Remplacer Windows 10 par Linux devient, en 2026, une décision pragmatique pour prolonger la vie d’un ordinateur encore correct. Entre la gratuité, les besoins matériels plus légers et une logithèque solide, l’équation séduit de plus en plus d’utilisateurs.
Le vrai enjeu se joue avant le premier redémarrage : sauvegarde données, choix d’une distribution Linux, vérification de la configuration BIOS et gestion de la partition disque. Ce guide installation Linux suit un fil simple, depuis la préparation jusqu’au premier bureau, pour Installer Linux sans stress et remplacer Windows 10 proprement.
A retenir :
- Sauvegarde complète avant toute suppression
- Clé USB d’installation prête et vérifiée
- Choix d’Ubuntu ou d’une autre distribution Linux
- Boot sur USB via configuration BIOS adaptée
- Partition disque maîtrisée pour éviter les pertes
Préparer la migration système avant d’Installer Linux
La réussite d’une migration système se joue surtout dans la préparation, pas au moment où l’installateur démarre. Lina, qui utilisait encore un vieux portable pour la bureautique, a d’abord copié ses photos, ses PDF et ses exports de navigateur avant toute manipulation.
Selon le projet Ubuntu, les besoins minimaux restent modestes, avec 4 Go de RAM et 25 Go d’espace libre pour une installation confortable. Selon la fondation Linux Mint, une clé USB de 8 Go constitue une base pratique pour créer un support amorçable fiable.
Choisir une distribution Linux adaptée au quotidien
Le choix de la distribution Linux influence directement l’aisance des premiers jours. Ubuntu convient bien aux débutants, tandis que Linux Mint rassure souvent ceux qui viennent de Windows 10, grâce à une interface familière.
Certains préfèrent tester avant d’installer, et c’est logique quand on hésite entre plusieurs environnements graphiques. DistroSea permet justement d’essayer des systèmes en ligne, ce qui aide à comparer l’ergonomie, la rapidité et les habitudes de travail.
À retenir :
- Interface familière pour débuter sereinement
- Support communautaire large et réactif
- Outils libres pour bureautique, web, multimédia
- Essais en ligne utiles avant installation locale
Vérifier les prérequis matériels et la sauvegarde données
Cette étape paraît banale, mais elle évite les pertes douloureuses quand le disque interne doit être réorganisé. Un PC branché sur secteur, une clé USB suffisante et une copie externe des documents importants forment le socle minimal.

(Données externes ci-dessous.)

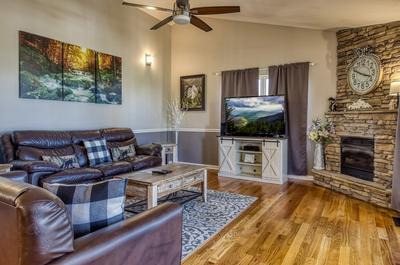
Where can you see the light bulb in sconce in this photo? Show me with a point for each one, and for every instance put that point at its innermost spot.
(149, 59)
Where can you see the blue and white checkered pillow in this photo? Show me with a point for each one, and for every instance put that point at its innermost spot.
(92, 206)
(97, 152)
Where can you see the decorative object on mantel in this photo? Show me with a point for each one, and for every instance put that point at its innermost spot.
(4, 168)
(360, 105)
(320, 132)
(193, 91)
(395, 90)
(365, 73)
(175, 115)
(53, 70)
(332, 104)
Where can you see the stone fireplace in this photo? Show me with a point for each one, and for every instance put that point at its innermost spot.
(359, 162)
(357, 157)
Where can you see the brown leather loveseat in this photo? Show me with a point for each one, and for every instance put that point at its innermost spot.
(24, 149)
(35, 229)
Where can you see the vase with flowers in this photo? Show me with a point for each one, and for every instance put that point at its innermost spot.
(320, 132)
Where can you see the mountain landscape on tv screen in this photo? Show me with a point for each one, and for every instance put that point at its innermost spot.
(255, 116)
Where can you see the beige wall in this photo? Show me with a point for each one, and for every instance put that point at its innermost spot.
(102, 25)
(237, 45)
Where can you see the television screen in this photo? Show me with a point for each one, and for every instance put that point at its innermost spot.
(255, 116)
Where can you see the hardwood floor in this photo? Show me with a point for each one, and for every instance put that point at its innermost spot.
(300, 223)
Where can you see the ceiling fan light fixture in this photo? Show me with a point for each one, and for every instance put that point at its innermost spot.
(182, 19)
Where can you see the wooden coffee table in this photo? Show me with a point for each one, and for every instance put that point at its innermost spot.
(151, 187)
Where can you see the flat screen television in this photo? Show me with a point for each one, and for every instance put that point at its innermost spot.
(255, 116)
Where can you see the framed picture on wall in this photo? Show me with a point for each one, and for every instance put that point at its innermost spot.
(193, 92)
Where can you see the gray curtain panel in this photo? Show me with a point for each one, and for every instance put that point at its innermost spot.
(291, 80)
(396, 169)
(238, 83)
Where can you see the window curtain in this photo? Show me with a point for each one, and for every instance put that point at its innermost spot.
(396, 168)
(291, 80)
(238, 83)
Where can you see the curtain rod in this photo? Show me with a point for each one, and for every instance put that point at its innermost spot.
(264, 69)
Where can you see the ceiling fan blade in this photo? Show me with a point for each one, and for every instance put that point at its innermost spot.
(200, 23)
(182, 3)
(214, 10)
(162, 23)
(147, 7)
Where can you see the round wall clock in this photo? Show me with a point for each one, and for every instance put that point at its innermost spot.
(365, 73)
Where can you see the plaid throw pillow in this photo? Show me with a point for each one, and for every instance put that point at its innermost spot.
(97, 152)
(64, 162)
(92, 206)
(123, 152)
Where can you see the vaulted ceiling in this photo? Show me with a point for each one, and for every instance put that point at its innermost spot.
(315, 14)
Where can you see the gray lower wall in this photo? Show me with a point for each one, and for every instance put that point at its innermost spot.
(198, 147)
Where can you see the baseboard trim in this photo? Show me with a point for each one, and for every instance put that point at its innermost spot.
(212, 167)
(307, 178)
(155, 130)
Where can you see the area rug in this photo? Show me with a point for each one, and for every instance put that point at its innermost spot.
(201, 221)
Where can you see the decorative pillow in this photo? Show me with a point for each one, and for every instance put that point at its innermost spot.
(123, 152)
(97, 152)
(92, 206)
(64, 162)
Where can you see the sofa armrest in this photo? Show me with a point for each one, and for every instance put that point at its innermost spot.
(149, 150)
(18, 176)
(152, 238)
(35, 166)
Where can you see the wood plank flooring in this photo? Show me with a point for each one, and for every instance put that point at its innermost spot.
(300, 223)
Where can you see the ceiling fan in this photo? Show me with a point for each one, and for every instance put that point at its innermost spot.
(182, 13)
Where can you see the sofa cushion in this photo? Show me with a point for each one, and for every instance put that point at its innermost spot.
(74, 176)
(42, 139)
(35, 153)
(117, 134)
(115, 168)
(64, 162)
(97, 152)
(123, 152)
(143, 162)
(92, 206)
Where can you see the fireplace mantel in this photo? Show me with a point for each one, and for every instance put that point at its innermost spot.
(361, 112)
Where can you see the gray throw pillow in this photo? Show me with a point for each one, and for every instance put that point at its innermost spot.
(123, 152)
(92, 206)
(64, 162)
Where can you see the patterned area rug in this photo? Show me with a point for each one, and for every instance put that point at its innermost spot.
(201, 221)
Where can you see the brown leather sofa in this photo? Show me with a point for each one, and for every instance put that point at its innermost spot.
(35, 229)
(24, 149)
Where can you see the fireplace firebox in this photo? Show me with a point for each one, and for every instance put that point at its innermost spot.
(357, 157)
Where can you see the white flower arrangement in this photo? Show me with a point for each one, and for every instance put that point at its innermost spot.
(359, 105)
(321, 131)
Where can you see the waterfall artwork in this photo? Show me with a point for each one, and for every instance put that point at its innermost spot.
(53, 70)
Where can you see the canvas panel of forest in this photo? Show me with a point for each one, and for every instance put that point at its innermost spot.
(52, 70)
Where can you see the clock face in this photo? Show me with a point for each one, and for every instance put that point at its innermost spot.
(365, 74)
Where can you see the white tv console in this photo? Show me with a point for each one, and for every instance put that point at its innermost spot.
(257, 159)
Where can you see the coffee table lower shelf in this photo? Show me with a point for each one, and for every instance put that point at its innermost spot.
(180, 197)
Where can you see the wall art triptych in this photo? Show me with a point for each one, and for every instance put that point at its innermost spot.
(53, 70)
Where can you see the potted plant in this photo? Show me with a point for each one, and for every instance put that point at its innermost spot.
(320, 132)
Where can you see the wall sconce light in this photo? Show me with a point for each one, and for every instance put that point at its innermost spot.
(395, 89)
(149, 59)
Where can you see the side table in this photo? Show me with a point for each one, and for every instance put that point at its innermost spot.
(167, 151)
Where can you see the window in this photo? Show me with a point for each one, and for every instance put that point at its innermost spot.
(263, 85)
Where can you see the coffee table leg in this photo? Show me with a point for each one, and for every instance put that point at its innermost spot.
(151, 197)
(204, 186)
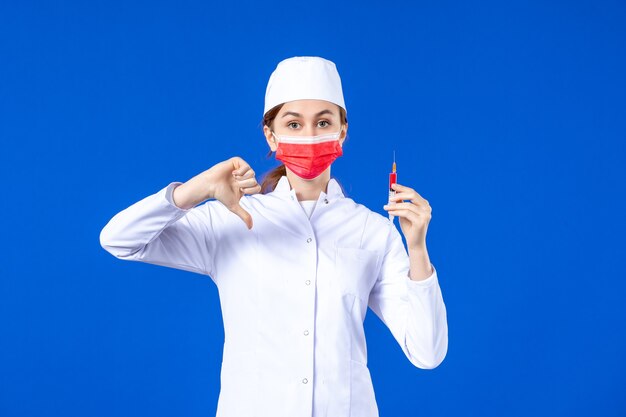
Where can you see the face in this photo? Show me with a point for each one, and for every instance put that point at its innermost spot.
(306, 118)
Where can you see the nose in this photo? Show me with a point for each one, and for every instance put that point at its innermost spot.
(309, 130)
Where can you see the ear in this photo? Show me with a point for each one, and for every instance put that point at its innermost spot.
(271, 141)
(343, 135)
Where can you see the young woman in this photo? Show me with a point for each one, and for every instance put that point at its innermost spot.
(296, 263)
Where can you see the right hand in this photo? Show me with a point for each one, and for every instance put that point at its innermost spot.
(226, 181)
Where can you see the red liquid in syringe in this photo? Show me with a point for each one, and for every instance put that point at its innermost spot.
(393, 177)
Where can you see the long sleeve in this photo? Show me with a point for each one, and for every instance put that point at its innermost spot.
(154, 230)
(413, 311)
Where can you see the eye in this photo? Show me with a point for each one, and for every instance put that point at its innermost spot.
(324, 121)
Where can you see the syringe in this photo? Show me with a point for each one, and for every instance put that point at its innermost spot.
(393, 176)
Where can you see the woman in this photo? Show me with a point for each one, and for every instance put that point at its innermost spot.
(297, 265)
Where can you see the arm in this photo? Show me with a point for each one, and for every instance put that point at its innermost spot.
(413, 310)
(155, 230)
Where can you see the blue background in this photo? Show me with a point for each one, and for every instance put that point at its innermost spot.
(509, 117)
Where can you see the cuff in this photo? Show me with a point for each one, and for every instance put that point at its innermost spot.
(431, 280)
(169, 190)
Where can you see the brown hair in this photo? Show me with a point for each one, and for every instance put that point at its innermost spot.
(271, 178)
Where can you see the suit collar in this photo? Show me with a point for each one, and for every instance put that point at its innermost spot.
(333, 190)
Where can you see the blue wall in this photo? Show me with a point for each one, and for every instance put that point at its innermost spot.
(508, 117)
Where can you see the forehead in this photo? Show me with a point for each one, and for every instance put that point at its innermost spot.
(309, 107)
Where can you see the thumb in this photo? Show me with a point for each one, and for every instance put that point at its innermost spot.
(244, 215)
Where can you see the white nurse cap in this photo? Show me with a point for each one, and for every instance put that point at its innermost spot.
(304, 77)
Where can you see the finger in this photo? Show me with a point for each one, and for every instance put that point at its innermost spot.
(404, 206)
(406, 213)
(403, 196)
(240, 166)
(251, 182)
(418, 205)
(248, 174)
(244, 215)
(252, 190)
(404, 189)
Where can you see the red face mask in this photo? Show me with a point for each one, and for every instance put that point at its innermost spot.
(308, 156)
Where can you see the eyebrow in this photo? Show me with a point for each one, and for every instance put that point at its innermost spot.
(299, 115)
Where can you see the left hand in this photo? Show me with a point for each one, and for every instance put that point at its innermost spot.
(414, 216)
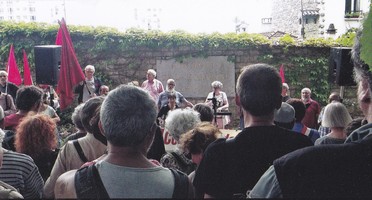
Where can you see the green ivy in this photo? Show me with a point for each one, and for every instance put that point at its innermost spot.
(103, 45)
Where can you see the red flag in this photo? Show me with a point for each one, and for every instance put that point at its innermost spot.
(13, 73)
(70, 73)
(281, 72)
(59, 37)
(27, 78)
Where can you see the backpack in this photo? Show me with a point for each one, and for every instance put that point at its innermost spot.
(88, 184)
(9, 192)
(8, 142)
(185, 167)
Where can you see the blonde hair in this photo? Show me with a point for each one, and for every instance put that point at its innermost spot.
(336, 115)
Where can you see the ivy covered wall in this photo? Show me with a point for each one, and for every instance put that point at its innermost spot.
(121, 57)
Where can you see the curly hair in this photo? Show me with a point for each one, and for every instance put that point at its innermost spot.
(197, 140)
(34, 134)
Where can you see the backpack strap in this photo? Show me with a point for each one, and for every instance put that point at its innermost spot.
(181, 185)
(6, 102)
(80, 151)
(186, 167)
(88, 184)
(179, 159)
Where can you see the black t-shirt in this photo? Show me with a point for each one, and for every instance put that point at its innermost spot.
(233, 167)
(327, 171)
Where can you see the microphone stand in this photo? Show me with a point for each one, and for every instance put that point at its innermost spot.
(214, 102)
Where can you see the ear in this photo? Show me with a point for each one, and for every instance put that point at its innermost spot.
(237, 99)
(278, 102)
(150, 137)
(100, 127)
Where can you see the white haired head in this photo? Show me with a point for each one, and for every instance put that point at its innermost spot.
(180, 121)
(151, 71)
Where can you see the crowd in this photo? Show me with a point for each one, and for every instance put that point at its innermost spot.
(289, 147)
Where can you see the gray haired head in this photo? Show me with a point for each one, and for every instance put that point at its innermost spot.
(180, 121)
(361, 69)
(127, 115)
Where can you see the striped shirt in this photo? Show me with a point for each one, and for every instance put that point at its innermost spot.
(20, 171)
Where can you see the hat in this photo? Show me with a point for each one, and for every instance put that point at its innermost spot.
(285, 114)
(2, 115)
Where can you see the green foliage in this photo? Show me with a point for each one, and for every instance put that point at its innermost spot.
(347, 39)
(102, 46)
(366, 41)
(287, 40)
(320, 42)
(300, 72)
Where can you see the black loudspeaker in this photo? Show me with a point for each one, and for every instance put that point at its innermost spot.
(341, 67)
(47, 64)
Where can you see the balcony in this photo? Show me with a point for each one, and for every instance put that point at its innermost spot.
(354, 14)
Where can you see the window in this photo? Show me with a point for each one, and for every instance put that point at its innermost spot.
(266, 20)
(352, 6)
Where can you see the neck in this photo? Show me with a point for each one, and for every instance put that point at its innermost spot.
(250, 120)
(22, 112)
(128, 157)
(338, 133)
(172, 106)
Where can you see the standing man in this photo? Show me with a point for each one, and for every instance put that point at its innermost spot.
(89, 87)
(285, 92)
(328, 171)
(6, 86)
(104, 90)
(180, 99)
(152, 85)
(125, 172)
(312, 109)
(231, 167)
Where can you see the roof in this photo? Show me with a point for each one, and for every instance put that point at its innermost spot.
(311, 12)
(276, 34)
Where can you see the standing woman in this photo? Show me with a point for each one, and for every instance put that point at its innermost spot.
(36, 137)
(222, 104)
(152, 85)
(337, 118)
(171, 105)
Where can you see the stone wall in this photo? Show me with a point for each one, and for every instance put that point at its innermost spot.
(128, 68)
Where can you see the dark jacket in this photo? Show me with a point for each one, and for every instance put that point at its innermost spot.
(327, 171)
(79, 89)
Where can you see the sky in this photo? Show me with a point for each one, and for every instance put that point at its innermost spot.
(194, 16)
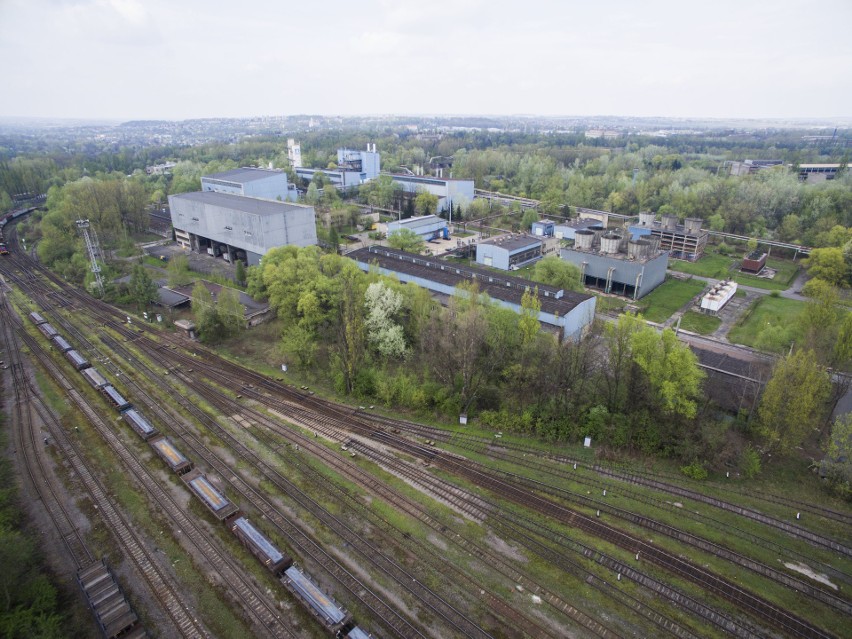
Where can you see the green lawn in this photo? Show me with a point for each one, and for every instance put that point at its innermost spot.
(770, 324)
(711, 265)
(699, 323)
(668, 297)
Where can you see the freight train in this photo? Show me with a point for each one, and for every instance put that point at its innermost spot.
(332, 615)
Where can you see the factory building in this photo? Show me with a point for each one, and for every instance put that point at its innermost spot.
(568, 312)
(354, 168)
(611, 262)
(566, 230)
(236, 227)
(509, 252)
(428, 227)
(250, 182)
(450, 192)
(683, 241)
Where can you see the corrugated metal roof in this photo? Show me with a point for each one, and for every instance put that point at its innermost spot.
(244, 174)
(241, 203)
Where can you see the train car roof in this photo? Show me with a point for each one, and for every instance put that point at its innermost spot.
(262, 543)
(321, 603)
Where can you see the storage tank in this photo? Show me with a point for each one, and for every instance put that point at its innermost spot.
(609, 243)
(692, 224)
(670, 222)
(583, 240)
(638, 249)
(647, 219)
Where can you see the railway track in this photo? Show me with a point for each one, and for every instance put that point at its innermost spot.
(162, 586)
(773, 616)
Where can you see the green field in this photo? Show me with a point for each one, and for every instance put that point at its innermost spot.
(699, 323)
(770, 324)
(668, 297)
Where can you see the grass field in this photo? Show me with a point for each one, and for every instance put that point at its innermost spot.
(711, 265)
(769, 324)
(668, 297)
(699, 323)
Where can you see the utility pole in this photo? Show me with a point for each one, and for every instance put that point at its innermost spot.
(93, 248)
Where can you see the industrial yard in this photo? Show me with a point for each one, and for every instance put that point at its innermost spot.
(234, 500)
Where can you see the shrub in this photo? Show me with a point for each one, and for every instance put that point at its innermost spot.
(750, 463)
(695, 470)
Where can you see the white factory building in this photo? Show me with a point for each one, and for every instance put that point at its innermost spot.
(235, 227)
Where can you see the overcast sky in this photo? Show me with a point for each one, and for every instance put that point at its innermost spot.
(177, 59)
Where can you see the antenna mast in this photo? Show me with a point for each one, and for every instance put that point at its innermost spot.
(93, 248)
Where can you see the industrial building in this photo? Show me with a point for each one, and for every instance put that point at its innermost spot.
(569, 312)
(611, 262)
(566, 230)
(451, 193)
(716, 298)
(426, 226)
(250, 182)
(236, 227)
(683, 241)
(509, 252)
(354, 168)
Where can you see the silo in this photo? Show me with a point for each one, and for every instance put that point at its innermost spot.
(692, 224)
(638, 249)
(647, 218)
(609, 243)
(583, 240)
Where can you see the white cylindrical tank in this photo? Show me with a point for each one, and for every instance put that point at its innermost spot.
(583, 240)
(609, 243)
(647, 218)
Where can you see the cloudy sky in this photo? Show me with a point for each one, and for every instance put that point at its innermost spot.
(176, 59)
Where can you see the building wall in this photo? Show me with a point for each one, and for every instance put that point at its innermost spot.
(653, 271)
(573, 324)
(268, 188)
(250, 232)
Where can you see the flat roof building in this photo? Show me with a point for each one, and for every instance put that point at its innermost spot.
(426, 226)
(236, 227)
(569, 312)
(614, 264)
(251, 182)
(683, 241)
(450, 192)
(509, 252)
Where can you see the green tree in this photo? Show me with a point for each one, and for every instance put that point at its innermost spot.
(794, 401)
(142, 289)
(555, 271)
(828, 264)
(178, 271)
(406, 240)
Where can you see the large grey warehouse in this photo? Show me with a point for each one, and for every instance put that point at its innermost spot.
(570, 312)
(237, 227)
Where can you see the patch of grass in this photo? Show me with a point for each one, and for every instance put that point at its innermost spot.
(668, 297)
(700, 323)
(767, 317)
(710, 265)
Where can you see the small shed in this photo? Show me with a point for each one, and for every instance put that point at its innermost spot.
(543, 228)
(753, 262)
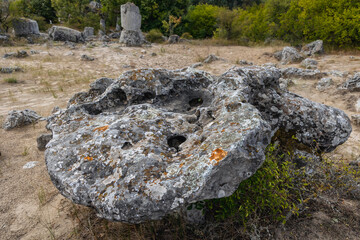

| Élément | Recommandation | Pourquoi c’est utile | Risque si absent |
|---|---|---|---|
| Processeur | Dual-core 2 GHz ou plus | Assure une installation fluide | Lenteurs ou blocages |
| Mémoire vive | 4 Go minimum | Permet un usage courant | Applications vite limitées |
| Espace disque | 25 Go libres | Accueille système et logiciels | Installation incomplète |
| Support USB | Clé 8 Go minimum | Contient l’installateur amorçable | Démarrage impossible |
Selon Ubuntu, ces bases suffisent pour démarrer proprement et installer les mises à jour utiles dès la première session. Quand la machine est ancienne, cette sobriété devient un avantage très concret, surtout face aux exigences plus lourdes de Windows 11.
Le passage suivant consiste à transformer l’image système en clé de démarrage, puis à entrer dans le menu de boot sans se tromper. Cette mécanique simple mérite d’être préparée avec méthode.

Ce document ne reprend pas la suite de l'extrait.